The Tunning of Elinor Rumming

Skelton, Rumming and Boucher
Satirical Drawing of Skelton, Rumming
and Rev. Jonathan Boucher

The Tunning of Elinor Rumming (c.1508-1523) is a poem by John Skelton which depicts a real alewife during the Henrician period who resided at Leatherhead in Surrey.
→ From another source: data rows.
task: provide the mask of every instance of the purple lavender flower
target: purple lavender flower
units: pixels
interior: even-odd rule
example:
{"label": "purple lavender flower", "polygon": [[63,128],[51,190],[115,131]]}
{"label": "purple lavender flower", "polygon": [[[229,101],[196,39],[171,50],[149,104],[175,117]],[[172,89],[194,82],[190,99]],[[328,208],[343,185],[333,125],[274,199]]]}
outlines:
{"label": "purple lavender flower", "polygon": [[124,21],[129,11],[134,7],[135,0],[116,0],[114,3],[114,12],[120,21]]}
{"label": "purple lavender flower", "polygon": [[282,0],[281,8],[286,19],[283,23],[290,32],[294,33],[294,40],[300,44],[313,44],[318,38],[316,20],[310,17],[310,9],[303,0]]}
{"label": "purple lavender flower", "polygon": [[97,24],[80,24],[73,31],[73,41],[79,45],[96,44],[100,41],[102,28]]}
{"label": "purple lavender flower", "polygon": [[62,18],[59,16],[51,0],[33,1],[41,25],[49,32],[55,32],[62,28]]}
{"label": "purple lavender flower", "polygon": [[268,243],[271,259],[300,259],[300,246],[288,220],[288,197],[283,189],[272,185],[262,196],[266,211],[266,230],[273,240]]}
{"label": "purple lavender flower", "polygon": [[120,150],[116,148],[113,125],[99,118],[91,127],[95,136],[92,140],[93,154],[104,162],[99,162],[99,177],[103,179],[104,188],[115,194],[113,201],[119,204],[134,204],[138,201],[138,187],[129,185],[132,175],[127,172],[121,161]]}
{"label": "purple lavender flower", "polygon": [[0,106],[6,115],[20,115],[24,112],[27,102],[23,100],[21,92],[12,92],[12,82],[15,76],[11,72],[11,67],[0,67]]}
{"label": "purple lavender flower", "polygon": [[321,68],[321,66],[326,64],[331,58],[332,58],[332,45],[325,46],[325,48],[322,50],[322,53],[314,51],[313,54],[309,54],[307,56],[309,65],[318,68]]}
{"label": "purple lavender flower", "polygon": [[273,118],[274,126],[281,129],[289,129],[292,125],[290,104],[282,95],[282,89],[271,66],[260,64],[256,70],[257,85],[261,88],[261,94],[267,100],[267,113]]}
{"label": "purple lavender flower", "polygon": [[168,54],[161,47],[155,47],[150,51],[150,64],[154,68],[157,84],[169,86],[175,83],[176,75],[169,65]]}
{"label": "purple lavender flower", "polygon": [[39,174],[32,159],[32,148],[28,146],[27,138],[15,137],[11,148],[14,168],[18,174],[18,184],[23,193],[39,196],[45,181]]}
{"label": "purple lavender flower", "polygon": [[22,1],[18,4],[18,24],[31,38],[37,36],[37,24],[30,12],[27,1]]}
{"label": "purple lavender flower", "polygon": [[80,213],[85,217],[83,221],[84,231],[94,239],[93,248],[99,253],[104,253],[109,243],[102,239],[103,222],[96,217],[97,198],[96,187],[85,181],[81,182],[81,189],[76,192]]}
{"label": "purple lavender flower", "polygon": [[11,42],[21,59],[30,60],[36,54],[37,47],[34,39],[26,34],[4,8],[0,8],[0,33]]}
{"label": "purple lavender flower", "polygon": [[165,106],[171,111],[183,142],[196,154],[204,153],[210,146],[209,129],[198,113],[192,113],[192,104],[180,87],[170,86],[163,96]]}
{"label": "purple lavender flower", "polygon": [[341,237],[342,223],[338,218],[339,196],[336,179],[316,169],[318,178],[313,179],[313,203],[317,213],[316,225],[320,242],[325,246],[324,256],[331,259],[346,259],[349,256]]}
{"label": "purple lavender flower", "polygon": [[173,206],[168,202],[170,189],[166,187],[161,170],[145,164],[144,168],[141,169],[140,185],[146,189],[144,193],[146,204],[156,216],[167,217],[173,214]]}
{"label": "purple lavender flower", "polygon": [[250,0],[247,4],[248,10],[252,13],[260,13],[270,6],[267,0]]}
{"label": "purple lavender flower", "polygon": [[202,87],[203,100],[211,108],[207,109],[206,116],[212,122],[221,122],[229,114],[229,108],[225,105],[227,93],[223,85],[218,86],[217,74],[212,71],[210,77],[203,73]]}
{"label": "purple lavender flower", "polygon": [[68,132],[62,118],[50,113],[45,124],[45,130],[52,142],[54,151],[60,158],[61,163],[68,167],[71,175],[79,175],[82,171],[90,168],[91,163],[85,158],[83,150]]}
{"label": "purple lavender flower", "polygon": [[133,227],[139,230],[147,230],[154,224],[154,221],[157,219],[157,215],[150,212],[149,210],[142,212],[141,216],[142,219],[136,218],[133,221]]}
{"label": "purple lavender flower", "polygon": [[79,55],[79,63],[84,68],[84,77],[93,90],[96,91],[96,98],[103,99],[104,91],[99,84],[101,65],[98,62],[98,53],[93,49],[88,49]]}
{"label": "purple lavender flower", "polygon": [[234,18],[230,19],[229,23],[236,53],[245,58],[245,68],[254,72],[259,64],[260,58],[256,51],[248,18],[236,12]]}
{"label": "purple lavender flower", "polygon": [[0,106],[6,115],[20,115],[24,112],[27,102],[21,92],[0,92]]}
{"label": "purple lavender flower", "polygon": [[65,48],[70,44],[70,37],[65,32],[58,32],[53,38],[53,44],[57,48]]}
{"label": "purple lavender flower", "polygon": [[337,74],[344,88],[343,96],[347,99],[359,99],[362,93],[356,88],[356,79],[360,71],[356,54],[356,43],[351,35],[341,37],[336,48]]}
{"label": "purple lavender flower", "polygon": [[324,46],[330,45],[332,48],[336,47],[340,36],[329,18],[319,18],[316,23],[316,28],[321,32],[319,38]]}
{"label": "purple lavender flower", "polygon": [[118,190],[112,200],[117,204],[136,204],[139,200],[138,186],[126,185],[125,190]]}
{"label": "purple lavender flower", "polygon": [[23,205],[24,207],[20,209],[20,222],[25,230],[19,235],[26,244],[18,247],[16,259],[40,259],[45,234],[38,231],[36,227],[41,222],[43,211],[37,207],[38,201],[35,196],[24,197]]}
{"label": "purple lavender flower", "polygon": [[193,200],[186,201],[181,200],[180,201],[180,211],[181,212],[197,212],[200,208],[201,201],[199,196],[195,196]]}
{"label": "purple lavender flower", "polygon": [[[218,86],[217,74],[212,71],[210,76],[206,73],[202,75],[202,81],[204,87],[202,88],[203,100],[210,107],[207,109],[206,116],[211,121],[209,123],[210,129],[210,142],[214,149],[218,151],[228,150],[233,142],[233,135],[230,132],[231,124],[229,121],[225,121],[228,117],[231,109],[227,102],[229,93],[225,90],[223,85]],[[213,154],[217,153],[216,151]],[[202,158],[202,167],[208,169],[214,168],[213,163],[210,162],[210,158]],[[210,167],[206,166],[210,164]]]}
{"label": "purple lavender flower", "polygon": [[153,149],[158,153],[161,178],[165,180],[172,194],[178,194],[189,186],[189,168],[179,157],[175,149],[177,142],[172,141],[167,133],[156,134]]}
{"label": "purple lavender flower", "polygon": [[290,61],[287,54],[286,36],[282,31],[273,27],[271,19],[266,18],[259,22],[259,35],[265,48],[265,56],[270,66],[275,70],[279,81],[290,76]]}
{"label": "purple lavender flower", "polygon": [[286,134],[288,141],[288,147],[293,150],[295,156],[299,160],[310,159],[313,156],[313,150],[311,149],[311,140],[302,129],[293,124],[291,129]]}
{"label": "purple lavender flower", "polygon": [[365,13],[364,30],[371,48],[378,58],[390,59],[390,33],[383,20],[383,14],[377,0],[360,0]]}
It provides useful insight into the representation of ageing women who run their own businesses during the early sixteenth century - in this way, relating to the character of The Laundress - as well as an example of "Skeltonic" verse.

Her loathly leer
Is nothing clear,
But ugly of cheer,
Droopy and drowsy,
Scurvy and lowsy,
Her face all bowsy;
Comely crinkled.
Wondrously wrinkled,
Like a roast pig's ear
Bristled with hair.
Her lewd lips twaine,
They slaver, men sayne,
Like a ropy rayne.
A gummy glare,
She is ugly fair,
Her nose somdeal hooked,
And camously crooked,
Never stopping,
But ever dropping;
Her skin loose and slack,
Grained like a sacke,
With a crooked backe;
Her eyen gowndy
Are full unsowndy,
For they are bleared,
And she is grey-haired,
Jawed like a jetty,
A man would have pity,
To see how she is gummed,
Fingered and thumbed,
Gently jointed,
Greased and annointed
Up to the knuckles,
The bones her buckles
Together made fast,
Her youth is far past.


[end of excerpt, lines 12-48]



modernised from a 1624 edition printed in The Harleian Miscellany (London, 1744) p. 404.